Taliban Kill Dozens in Bus Ambush

A00268865.jpgTEHRAN (FNA)- Taliban insurgents pulled some 50 passengers off a bus in southern Afghanistan and beheaded as many as 30 of them after accusing them of being soldiers traveling in civilian clothes, Afghan officials in the region announced on Sunday.

The police chief of Kandahar Province, where the attack occurred, said that of six bodies retrieved so far, all had been beheaded, mutilated and dumped. The police had received information that 24 others had been killed but had yet to find the bodies, the police chief, General Matiullah Qati, said.

The attack occurred Thursday on the main road running from the southern city of Kandahar to the western town of Herat, Qati said. It took place in Maiwand District, which is known as an area with a significant Taliban presence, where attacks on military convoys are frequent. It is also the main road for British and Afghan army troops traveling to Helmand Province, where the insurgency is the strongest in the country.

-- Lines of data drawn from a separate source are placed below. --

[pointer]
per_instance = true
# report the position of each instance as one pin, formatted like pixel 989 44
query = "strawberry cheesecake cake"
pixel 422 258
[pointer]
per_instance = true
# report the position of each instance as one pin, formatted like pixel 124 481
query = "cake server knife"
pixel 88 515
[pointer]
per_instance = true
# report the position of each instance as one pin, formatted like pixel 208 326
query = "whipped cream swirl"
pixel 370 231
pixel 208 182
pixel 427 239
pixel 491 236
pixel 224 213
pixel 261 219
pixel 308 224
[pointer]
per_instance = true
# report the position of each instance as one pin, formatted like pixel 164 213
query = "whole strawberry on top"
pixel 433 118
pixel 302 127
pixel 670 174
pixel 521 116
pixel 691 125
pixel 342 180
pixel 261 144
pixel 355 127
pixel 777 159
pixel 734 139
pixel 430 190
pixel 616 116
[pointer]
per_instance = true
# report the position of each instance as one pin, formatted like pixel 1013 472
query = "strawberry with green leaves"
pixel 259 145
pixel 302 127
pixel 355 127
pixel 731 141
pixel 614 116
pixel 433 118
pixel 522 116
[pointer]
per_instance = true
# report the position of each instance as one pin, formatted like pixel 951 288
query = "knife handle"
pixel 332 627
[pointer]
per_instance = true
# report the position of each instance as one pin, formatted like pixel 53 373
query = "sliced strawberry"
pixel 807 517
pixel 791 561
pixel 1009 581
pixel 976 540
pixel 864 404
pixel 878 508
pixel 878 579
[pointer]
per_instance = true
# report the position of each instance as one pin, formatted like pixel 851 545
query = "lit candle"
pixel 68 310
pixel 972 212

The attack follows a pattern of intimidation and brutality that Taliban insurgents have pursued, spreading terror in an effort to undermine support for the Afghan government.

A Taliban spokesman, Qari Yousuf Ahmadi, confirmed Sunday that the group was responsible for the killings and said that 27 passengers had been taken from a bus three days earlier and killed after appearing before a Taliban court.

“We discovered solid proof and documents that they were with the Afghan National Army, and also we had solid information that they were going to Lashkar Gah to help the army,” he said by telephone, referring to the capital of Helmand Province.

He said the Taliban had called the men’s families to announce that they had been caught and that their throats would be cut.

Afghan officials angrily denied that the passengers were soldiers or police officers and said that they were all men going west to Iran to find work. Thousands of Afghans travel every year to neighboring Iran to seek work, via the city of Herat.

“This is a very cruel act carried out by the Taliban,” said Gulab Mangal, the governor of Helmand Province. “We condemn this crime and we request that human rights organizations investigate thoroughly.”

The governor also denied the Taliban’s assertion that the men had been traveling to Lashkar Gah to join his administration and work to fight the Taliban insurgency.

“I completely reject this,” he said in a telephone interview from Lashkar Gah. “It is a total lie.”

“They were actually going to Herat, and from Herat they were going to Iran to work,” he said. “They were all civilian and were from different provinces. They were just going there to get work.”

The Afghan military spokesman, General Zaher Azimi, told The Associated Press that the men could not have been soldiers because the army always traveled in military convoys or by air.

The Taliban had also tried to stop another bus on Thursday as it passed through Maiwand District, the police chief said. It did not stop, but the Taliban gunmen opened fire on it, killing a child and wounding a man inside.

The passengers who were beheaded were on a second bus that was stopped; the 50 people on board were taken off and marched away, the police chief said. Ten were released with the bus a day later, but 40 men were still unaccounted for, he said.

Despite the intense wave of terrorism, abduction and massacre of the Afghan people by the Taliban, the US-led coalition troops and western capitals have voiced deep interest in attending negotiations with the Taliban.

Iranian Foreign Minister Manouchehr Mottaki warned the West on Sunday not to push for talks with the Taliban militia.

“Today, the whole world knows about the strategic failure of foreign forces in Afghanistan and we advise them not to try a new failure,” Foreign Minister Manouchehr Mottaki told a news conference.

“We advise them to think about the consequences of the talks (with the Taliban) which are taking place in the region and in Europe and avoid being bitten in the same spot twice,” Mottaki said, citing a Persian proverb.

Last month, Afghan government representatives met Taliban leaders in the Saudi holy city of Mecca for talks on ending the insurgency that has plagued Afghanistan ever since the militia was ousted from power in a US-led invasion seven years ago, the Saudi-owned daily Asharq Al-Awsat reported.
Several Western countries have expressed support for negotiations with the terrorist group, putting a big question mark in front of the West’s allegations about global campaign against terrorism.

“The West should not think that they can confine extremism to Afghanistan, Pakistan and central Asia,” Mottaki said, warning that extremism would one day also reach Europe and the West.